In the bear, on the other hand, if there is indeed a torpor that sets in, it is less deep (its metabolism is reduced by up to 75%) and is discontinuous – we then speak rather of hibernation. . The animal takes shelter, but its temperature does not drop as much and it is still able to wake up.
And our species? Although the genes that underlie this ability are probably still present in us, we are no longer really capable of it and the reason for this is not very clear… question has been raised for our extinct neanderthal cousin. In 2020, a study suggested that, to get through the long cold months in a calorie-starved environment, the bones of a population in southern Spain would have shown signs of slowing down their metabolism.
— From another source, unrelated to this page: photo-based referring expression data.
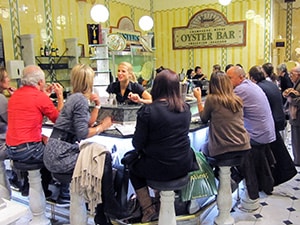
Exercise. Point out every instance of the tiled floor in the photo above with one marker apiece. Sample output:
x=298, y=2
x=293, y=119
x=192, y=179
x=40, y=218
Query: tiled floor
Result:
x=280, y=208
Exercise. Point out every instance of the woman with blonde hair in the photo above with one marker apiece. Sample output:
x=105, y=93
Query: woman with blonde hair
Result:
x=228, y=140
x=75, y=124
x=224, y=110
x=126, y=89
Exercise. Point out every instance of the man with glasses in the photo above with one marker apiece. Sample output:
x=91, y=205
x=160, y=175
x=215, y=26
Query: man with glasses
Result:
x=293, y=98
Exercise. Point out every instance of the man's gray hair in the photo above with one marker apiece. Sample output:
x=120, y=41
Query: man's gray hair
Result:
x=282, y=67
x=32, y=75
It must be recognized that, in general, the physiology of hibernation is still poorly understood. Mammals seem to have to wake up from time to time, but we don't know why. Studies showed that hibernation is different from coma, anesthesia and normal sleep – the brain is in a kind of ill-defined deep sleep. Even though the brain appears to be dormant, certain populations of nerve cells are still active and can respond to certain stimuli.
As for the mechanisms that allow the animal to enter and exit this phase, they are also unknown. So that even if one day we manage to put humans in hibernation (called artificial or synthetic), how long before waking them up? And how ?
The applications could however times be numerous. Some think of space travel. If we ever have to go to Mars, a state of hibernation could drastically reduce the energy and therefore food requirements during the trip – and the waiting time… More unexpectedly, animal tests have shown that it can partially protect the body from the harmful effects of space radiation.
Medicine would also be interested. Being able to reduce the metabolism of life-threatening patients (advanced cancer, etc.) could extend the period during which it is possible to fight the disease.
An adaptation over the generations…
Today we have learned to deal with the cold in another way: We wear clothes, build houses that we heat, etc. Over the millennia, we have even lost most of our precious body hair, earning us the nickname "naked ape".
Apart from protective clothing, Inuit living in cold regions have a short stature, small hands and a rather flat face with typical fatty pads at the sinuses.
Ansgar Walk, Wikimedia
And in the less clement latitudes, our species has seen selected, over a long period of time, traits granting better resistance to cold. This is the case in populations that live in cold climates, such as Siberia or the Himalayas. They often have short arms and legs, a stockier physique and more body fat (to better retain their internal heat), flat faces with protective fat pads at the sinuses, and flat noses (more relevant in a icy air). In addition, specific versions of certain genes, linked to a higher metabolism or increased blood pressure, are found more frequently among these peoples of the Far North.
Either the same type of adaptations that the powerful Neanderthals showed to withstand the cold climates of Europe in the Paleolithic.
However, let's not deny it: to protect yourself from the cold and its dangers, having the chance to wrap yourself in warm clothes while drinking hot chocolate around a good fire is a very good option. Better still, as migratory people of a new kind, we now have the luxury of flying to warmer places whenever we want.
But not everyone has these possibilities… So never forget to pay special attention to those most vulnerable to the cold, homeless, elderly or toddlers… you could save lives.
Pieter Vancamp, Post doctoral, National Museum of Natural History (MNHN)
This article is republished from The Conversation under Creative Commons license. Read theoriginal article.